ANSWER: Few people think of hand-wrought iron as being an art form, but metalworker Samuel Yellin produced an incredible amount of forged ironwork he designed and executed along with talented craftsmen trained by him. His designs followed the concepts of the Arts and Crafts Movement in the first quarter of the 20th century. Although he was knowledgeable about traditional craftsmanship and design, he championed creativity and the development of new designs for both intimate or monumental scale, for private homes or large institutions. .

Born in Russia in Mohyliv-Podilskyi, Ukraine in the Russian Empire in 1884, he apprenticed to a master ironsmith at age 11.  In 1900, at the age of 16, he completed his apprenticeship.
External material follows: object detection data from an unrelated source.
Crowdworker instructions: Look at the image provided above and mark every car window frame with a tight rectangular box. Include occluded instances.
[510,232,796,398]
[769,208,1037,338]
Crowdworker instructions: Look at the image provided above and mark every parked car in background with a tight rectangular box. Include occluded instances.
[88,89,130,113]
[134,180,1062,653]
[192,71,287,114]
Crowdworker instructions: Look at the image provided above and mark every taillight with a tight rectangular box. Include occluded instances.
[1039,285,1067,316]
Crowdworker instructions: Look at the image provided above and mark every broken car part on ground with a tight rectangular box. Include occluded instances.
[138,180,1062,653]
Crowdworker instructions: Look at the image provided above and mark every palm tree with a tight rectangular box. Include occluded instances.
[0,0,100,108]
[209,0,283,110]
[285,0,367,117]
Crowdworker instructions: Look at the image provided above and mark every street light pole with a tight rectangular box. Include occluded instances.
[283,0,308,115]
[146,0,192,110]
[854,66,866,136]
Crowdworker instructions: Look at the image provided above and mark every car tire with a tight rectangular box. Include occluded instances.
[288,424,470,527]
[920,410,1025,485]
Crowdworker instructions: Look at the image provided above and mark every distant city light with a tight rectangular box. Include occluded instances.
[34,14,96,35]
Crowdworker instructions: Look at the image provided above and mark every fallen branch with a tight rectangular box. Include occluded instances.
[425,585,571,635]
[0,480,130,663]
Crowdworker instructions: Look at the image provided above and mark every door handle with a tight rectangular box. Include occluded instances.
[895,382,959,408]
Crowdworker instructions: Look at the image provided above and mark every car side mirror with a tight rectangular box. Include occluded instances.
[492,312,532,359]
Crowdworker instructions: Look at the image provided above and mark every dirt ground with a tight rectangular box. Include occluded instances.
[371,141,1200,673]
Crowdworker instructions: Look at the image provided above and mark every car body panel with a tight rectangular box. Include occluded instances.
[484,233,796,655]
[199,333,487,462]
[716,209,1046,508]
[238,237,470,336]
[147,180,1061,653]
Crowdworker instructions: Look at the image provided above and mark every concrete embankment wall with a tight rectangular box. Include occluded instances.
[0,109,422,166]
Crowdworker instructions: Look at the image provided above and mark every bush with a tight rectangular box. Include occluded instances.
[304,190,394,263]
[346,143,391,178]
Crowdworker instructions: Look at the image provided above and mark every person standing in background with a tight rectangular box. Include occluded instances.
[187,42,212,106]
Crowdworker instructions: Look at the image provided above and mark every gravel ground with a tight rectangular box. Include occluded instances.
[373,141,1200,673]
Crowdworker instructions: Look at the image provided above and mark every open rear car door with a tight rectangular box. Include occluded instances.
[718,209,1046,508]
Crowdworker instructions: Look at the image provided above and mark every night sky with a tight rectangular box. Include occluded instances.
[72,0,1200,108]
Shortly afterwards he left the Ukraine and traveled through Europe before emigrating to America in 1900. He headed to Philadelphia where his mother and two sisters were already living. Yellin took classes at the Pennsylvania Museum School of Industrial Art and within several months began teaching a class in wrought iron work, a position he maintained until 1919. 
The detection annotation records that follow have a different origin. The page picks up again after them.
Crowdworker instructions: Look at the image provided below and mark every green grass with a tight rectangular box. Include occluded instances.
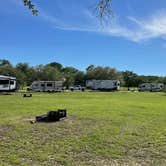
[0,92,166,166]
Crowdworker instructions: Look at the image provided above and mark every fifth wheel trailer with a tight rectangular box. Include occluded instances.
[86,80,120,91]
[29,81,63,92]
[0,75,17,92]
[138,83,164,92]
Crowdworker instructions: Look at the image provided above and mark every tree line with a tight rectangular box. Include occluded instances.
[0,59,166,88]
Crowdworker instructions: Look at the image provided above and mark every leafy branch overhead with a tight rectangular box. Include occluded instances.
[23,0,112,19]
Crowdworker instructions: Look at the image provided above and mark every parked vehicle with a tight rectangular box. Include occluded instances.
[0,75,17,92]
[29,81,63,92]
[69,85,85,91]
[138,83,164,92]
[86,80,120,91]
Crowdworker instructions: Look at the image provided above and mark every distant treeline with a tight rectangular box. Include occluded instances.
[0,59,166,87]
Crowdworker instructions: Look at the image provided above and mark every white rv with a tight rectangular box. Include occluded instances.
[138,83,164,92]
[29,81,63,92]
[0,75,17,92]
[86,80,120,91]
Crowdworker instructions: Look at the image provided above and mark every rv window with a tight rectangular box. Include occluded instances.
[0,80,9,85]
[47,83,52,87]
[10,81,14,85]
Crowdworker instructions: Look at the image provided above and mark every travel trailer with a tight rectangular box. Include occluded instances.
[29,81,63,92]
[0,75,17,92]
[86,80,120,91]
[138,83,164,92]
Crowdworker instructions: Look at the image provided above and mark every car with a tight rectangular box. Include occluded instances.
[69,85,85,91]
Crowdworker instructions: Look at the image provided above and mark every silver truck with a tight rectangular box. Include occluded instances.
[29,81,63,92]
[138,83,164,92]
[86,80,120,91]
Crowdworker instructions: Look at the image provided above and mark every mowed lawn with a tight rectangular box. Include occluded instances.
[0,92,166,166]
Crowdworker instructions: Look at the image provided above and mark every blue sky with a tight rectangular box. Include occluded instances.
[0,0,166,76]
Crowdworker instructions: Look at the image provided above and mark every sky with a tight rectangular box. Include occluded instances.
[0,0,166,76]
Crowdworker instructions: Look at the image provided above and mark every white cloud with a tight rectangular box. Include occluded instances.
[41,9,166,42]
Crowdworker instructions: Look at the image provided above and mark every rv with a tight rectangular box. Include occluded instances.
[138,83,164,92]
[0,75,17,92]
[86,80,120,91]
[29,81,63,92]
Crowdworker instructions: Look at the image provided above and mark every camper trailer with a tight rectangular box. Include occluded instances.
[0,75,17,92]
[86,80,120,91]
[138,83,164,92]
[29,81,63,92]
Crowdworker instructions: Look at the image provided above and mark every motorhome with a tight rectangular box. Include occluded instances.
[0,75,17,92]
[29,81,63,92]
[138,83,164,92]
[86,80,120,91]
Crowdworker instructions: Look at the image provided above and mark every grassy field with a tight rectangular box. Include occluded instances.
[0,92,166,166]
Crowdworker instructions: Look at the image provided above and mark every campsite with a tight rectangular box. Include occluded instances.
[0,0,166,166]
[0,91,166,166]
He opened his first shop in 1909 with three assistants. Through recommendations by architects with whom he worked, Yellin built an appreciative clientele. He soon received the first of many major commissions, the palatial gates of J.P. Morgan's Long Island estate. To keep up with burgeoning business, the firm of Mellor & Meigs Architects, for whom Yellin had designed and created many commissions, designed a new studio for him on Arch Street in Philadelphia in 1915.

As a material, iron lacks intrinsic value and has little aesthetic appeal. The color is coarse, and it’s often used for the most utilitarian items.. Yellin's ironwork is endowed with a great deal of character and appeal based largely on the visual evidence of its having been crafted by hand. 

Yellin believed there was only one way to make good decorative metalwork and that was with the hammer at the anvil. He was adamant about working from traditional designs. He saw the poetry and rhythm in iron.

He also believed his ironworks should harmonize with their environment. Iron window grilles naturally restrict access and provide security, but Yellin insisted that ironwork must not be seen as a barrier. Ironwork should instead create a visual bridge between people and buildings, and to the space beyond it.

Yellin's gates, railings, lanterns, doors, grilles and numerous other creations not only adorned and decorated the buildings and rooms for which they were created, but also are among the finest in artistic achievement in ironwork.

His decorative ironwork is reminiscent of that in the Middle Ages. Yellin preferred to be called a blacksmith, not an artist or metalworker. He believed a metalworker needed to be both designer and smith, for every hammer stroke became an integral part of the design. His railings were tactile as well as visually appealing. He turned,, twisted, and pulled the iron, demonstrating the physical process involved in manipulating the challenging material. Tenons were important in Yellin's work. He used them to show how he joined the pieces together. These were part of the design, providing texture and dimension to the tops of the handrails or edges of the gates. 

Forging is the process of shaping metals by hammering or pressing them after making them pliant by the application of heat. Forging improves the structure of the metal by refining the grain size thus making it stronger, more ductile, and more resistant to fatigue and impact. Hand-forged iron reached its peak during the 13th and 14th centuries in Italy where ironworkers used it in many chapel screens and window and door grills. 

French and Spanish artisans were responsible for much of the early ironwork in New Orleans, while early ironwork in the northeast U.S. is due to English and American metalworkers: By the Industrial Revolution, cast ironwork replaced hand wrought iron.

From 1921 to 1924, Yellin worked on what was probably the largest commission of wrought iron work: 200 tons of wrought iron for the Federal Reserve Bank in New York City. This massive project required expansion of the shop to 60 forges and 250 workers.

At the firm's peak in 1928, Yellin employed 268 men. The studio received over 1,200 commissions in the 1930s alone. 

Although a heart attack in 1930 slowed his pace and he concentrated on experimental techniques. He died suddenly in 1940 at the age of 55.